Search code examples
regexstringrstringi

Extract character before and after "/"


I'm trying to extract character before and after "/" with no success. Sentences are:

XXXX YYY ZZZ - AV HAHEHRS, 3061 - SDDW ASDA DDSF - SAO JOSE DOS CAMPOS / SP - CEP: 00000-000

Output should be

SAO JOSE DOS CAMPOS / SP

I'm trying str_extract(str, "- [a-zA-Z]{1,} / [a-zA-Z]{1,}") but it's just bringing me

CAMPOS / SP

Solution

  • In your regex there is the space missing. Try:

    str_extract(str, "- [a-zA-Z ]+ / [a-zA-Z ]+") 
    

    Note the space in the character class. Also, {1,} is the long form of +.

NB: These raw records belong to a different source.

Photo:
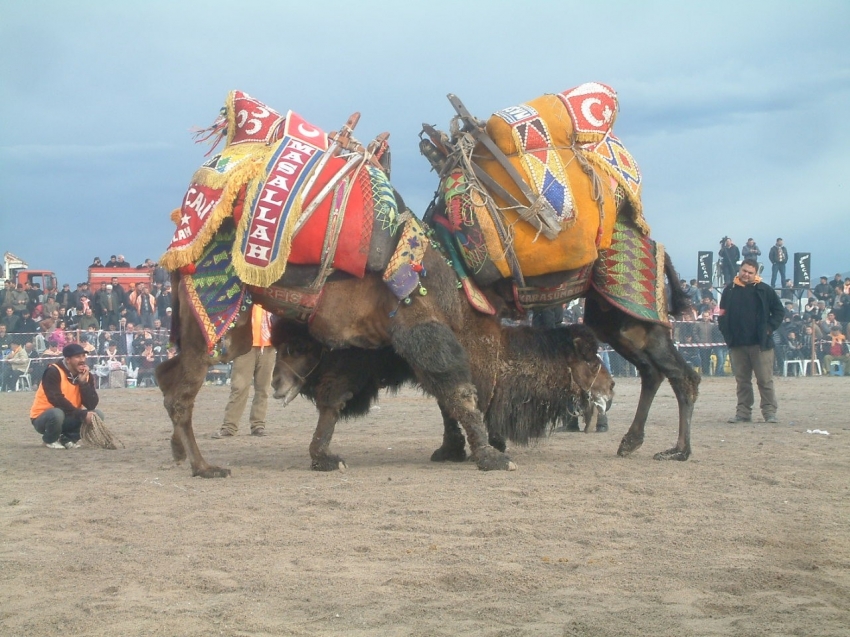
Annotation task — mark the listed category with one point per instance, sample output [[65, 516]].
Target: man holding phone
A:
[[65, 399]]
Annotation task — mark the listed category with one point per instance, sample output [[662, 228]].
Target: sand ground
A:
[[749, 537]]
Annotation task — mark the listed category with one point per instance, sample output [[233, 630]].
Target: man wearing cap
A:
[[65, 399], [824, 291]]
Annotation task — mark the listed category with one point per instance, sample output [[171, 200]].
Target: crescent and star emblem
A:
[[308, 132]]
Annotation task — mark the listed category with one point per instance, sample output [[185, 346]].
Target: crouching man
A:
[[65, 399]]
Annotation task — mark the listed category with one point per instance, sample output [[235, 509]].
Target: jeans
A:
[[778, 268], [748, 361], [53, 425]]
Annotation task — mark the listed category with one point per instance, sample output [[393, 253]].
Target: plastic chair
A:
[[816, 366], [798, 363], [24, 379]]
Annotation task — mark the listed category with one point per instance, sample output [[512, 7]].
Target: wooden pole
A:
[[813, 346]]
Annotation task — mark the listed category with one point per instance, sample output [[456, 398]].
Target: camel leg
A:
[[180, 379], [685, 383], [329, 410], [649, 347], [628, 337], [180, 383], [442, 368], [454, 443]]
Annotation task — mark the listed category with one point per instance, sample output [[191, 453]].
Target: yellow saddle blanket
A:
[[564, 148]]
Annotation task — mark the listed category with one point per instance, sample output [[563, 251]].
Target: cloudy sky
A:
[[735, 111]]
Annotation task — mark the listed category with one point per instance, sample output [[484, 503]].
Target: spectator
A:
[[254, 367], [778, 256], [163, 301], [87, 320], [830, 322], [6, 295], [548, 317], [17, 363], [160, 275], [750, 313], [751, 251], [838, 351], [18, 299], [10, 320], [793, 347], [145, 305], [147, 365], [729, 257], [50, 305], [824, 291], [692, 292]]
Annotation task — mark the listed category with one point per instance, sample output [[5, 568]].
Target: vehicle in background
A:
[[127, 277], [17, 270]]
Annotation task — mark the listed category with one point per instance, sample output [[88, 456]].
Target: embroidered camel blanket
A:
[[278, 178], [564, 148]]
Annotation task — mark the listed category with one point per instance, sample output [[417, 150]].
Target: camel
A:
[[528, 381], [431, 330]]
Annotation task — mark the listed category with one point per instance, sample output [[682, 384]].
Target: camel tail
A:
[[679, 301]]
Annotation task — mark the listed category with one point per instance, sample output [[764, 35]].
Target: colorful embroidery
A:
[[630, 274], [402, 273], [215, 292]]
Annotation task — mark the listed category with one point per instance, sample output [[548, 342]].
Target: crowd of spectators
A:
[[816, 317], [124, 330]]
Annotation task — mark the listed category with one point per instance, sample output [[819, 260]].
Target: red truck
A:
[[127, 277]]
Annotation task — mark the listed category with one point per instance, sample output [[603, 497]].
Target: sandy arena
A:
[[749, 537]]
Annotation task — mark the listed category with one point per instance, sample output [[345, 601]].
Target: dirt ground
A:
[[749, 537]]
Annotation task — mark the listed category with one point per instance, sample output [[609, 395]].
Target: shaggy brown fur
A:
[[541, 378]]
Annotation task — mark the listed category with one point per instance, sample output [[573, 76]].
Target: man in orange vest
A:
[[65, 399], [257, 366]]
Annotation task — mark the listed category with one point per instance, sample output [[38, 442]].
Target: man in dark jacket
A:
[[778, 257], [729, 257], [750, 312]]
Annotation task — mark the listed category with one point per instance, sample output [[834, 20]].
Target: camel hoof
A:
[[491, 460], [212, 472], [449, 454], [178, 452], [628, 445], [673, 454], [328, 463]]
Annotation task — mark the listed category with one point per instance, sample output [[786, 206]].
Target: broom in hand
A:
[[98, 435]]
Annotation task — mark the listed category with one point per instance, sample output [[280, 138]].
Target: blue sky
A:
[[735, 111]]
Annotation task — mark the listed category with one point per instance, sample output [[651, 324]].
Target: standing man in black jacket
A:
[[750, 312], [778, 256], [729, 256]]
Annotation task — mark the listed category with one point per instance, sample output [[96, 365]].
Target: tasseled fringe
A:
[[234, 181], [660, 284], [212, 134]]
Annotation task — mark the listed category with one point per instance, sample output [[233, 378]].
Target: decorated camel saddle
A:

    The match will be "- SAO JOSE DOS CAMPOS / SP - CEP". You must get rid of the - in a second step, or use a zero-width look-behind:

    str_extract(str, "(?<=- )[a-zA-Z ]+ / [a-zA-Z ]+") 
    

    Look-behinds are supported by gregexpr.


    For the sake of completeness, you could do this without regex: Split the input by '-', find the part that contains '/', trim. This might be faster than regex, too.